Project portfolio

AlzeCure is developing five drug candidates within the research platforms NeuroRestore and Alzstatin. The company is also working on a preclinical project within the field of pain – TrkA-NAM.

  • The NeuroRestore platform is developing a new generation of symptom-relieving drugs for the treatment of illnesses with cognitive disorders, such as Alzheimer’s disease. There are also possibilities for other indications for this target mechanism, including eye indications.
  • Innovative disease-modifying and preventive drugs for Alzheimer’s disease are under development within the Alzstatin platform.
  • The TrkA-NAM project is aimed at treating severe pain in indications such as osteoarthritis, which today lacks sufficiently effective treatment.

AlzeCure plans to have two of its drug candidates in clinical trials during 2020. A diversified portfolio also offers prospects for other indications such as sleep apnea, cognitive disorders from traumatic brain injuries and Parkinson’s disease.
The company has three candidates in the NeuroRestore platform and two candidates in the Alzstatin platform. The TrkA-NAM program is currently in a preclinical phase.

AlzeCure Pharma’s Pipeline

Project overview
Research phase: Preclinical discovery and optimization phase. In this phase, potential new drug candidates are synthesized, and their chemical and biological properties are assessed in various in vitro and in vivo test systems. This includes testing of pharmacological effects, pharmacological versus toxicological dose levels, different administration methods and translation to humans.

Pre-clinical development phase: Preparation for clinical studies in humans. The drug candidate undergoes preclinical safety and toxicological tests to determine the tolerability of the drug candidate, adverse reaction profile and maximum dosage level before starting clinical studies. Final formulation work, stability studies and similar work are also carried out. Documentation is compiled and submitted to regulatory authorities and ethics committees for approval before starting clinical studies.
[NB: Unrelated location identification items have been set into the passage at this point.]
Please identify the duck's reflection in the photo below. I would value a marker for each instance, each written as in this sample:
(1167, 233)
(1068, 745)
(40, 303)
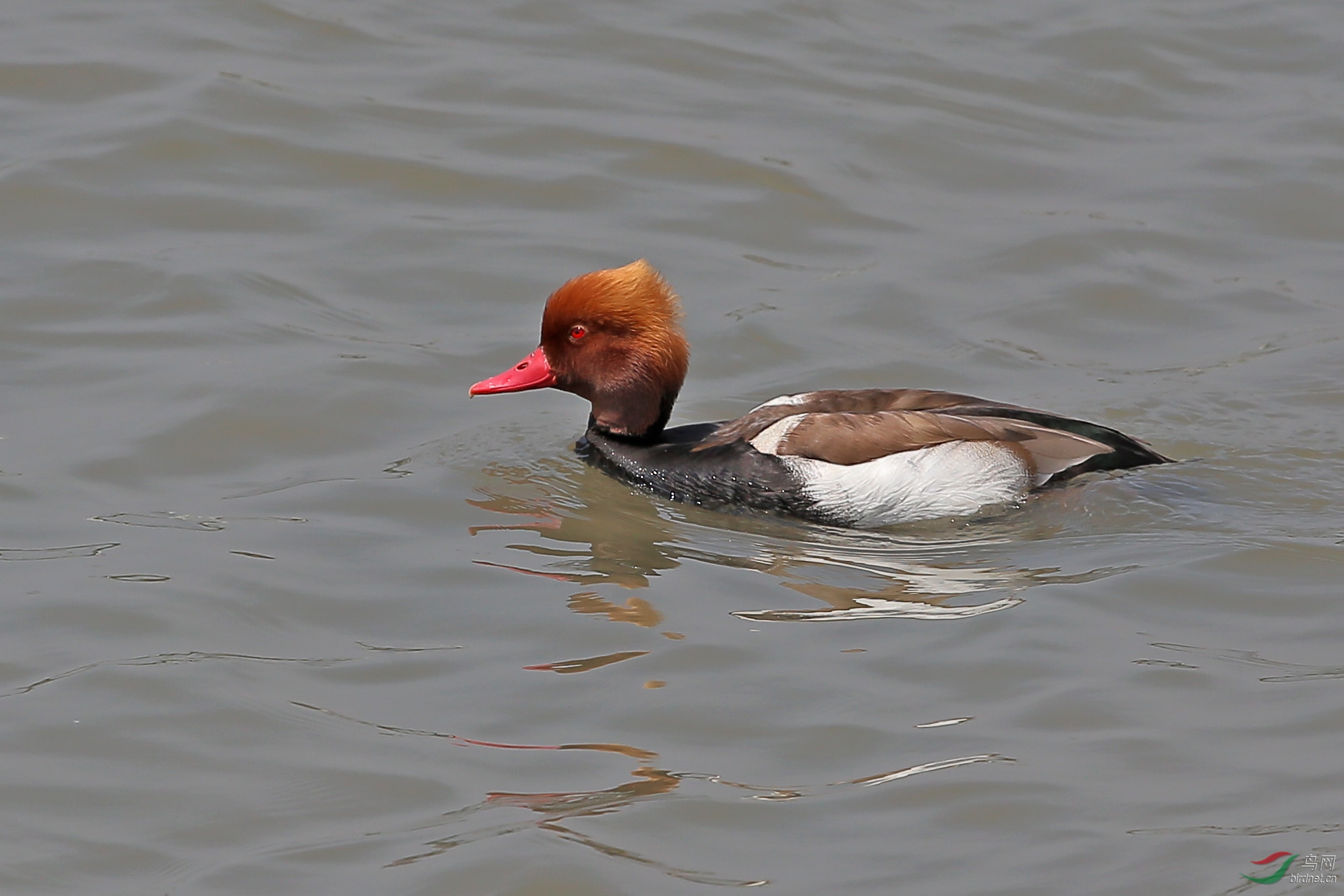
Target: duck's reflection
(556, 812)
(939, 571)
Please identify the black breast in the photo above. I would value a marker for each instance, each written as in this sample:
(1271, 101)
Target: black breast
(728, 475)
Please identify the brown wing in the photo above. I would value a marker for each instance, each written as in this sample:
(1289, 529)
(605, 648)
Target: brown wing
(856, 438)
(751, 425)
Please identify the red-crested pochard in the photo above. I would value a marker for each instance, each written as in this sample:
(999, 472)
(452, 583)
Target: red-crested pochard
(843, 457)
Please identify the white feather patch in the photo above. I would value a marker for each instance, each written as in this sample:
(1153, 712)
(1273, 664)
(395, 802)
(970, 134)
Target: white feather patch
(954, 479)
(801, 398)
(767, 442)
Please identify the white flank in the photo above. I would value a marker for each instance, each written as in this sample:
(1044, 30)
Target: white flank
(767, 442)
(954, 479)
(801, 398)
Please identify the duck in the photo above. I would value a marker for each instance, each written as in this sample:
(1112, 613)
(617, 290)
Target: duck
(855, 458)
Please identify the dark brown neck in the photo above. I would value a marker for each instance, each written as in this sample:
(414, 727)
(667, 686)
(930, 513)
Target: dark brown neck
(635, 415)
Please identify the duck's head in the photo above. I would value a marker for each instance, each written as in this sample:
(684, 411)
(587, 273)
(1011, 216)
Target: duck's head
(614, 338)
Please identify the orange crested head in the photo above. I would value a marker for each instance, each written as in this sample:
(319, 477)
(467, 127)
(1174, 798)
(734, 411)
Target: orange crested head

Clinical Phase I: During Phase I, the drug candidate is tested and evaluated from a safety and tolerability perspective, usually in a smaller group of healthy volunteers. The focus from a regulatory perspective is to assess the safety profile, dose levels, how the substance is absorbed, degraded in the body and excreted, as well as evaluating possible interactions with other drugs and food.

Clinical Phase II: In Phase II, the drug candidate is given to patients with the disease to be treated. A primary aim of this clinical phase is to measure efficacy in a relevant patient population, but also to provide additional information on tolerability in the patient population. During this phase, preclinical studies are also being conducted to assess the possibility of giving the drug to pregnant women and children. The intended final formulation for the market is developed.

Clinical Phase III: The aim of Phase III clinical studies is to measure efficacy in a larger patient population with the relevant disease. In Phase III, the efficacy and safety of the drug candidate is confirmed in a patient group that, as far as possible, mimics the population in which the finished drug is to be used, with regard to weight, age, gender, etc. A comparison is made with the current standard treatment of care, or placebo if no standard treatment is available for the disease in question.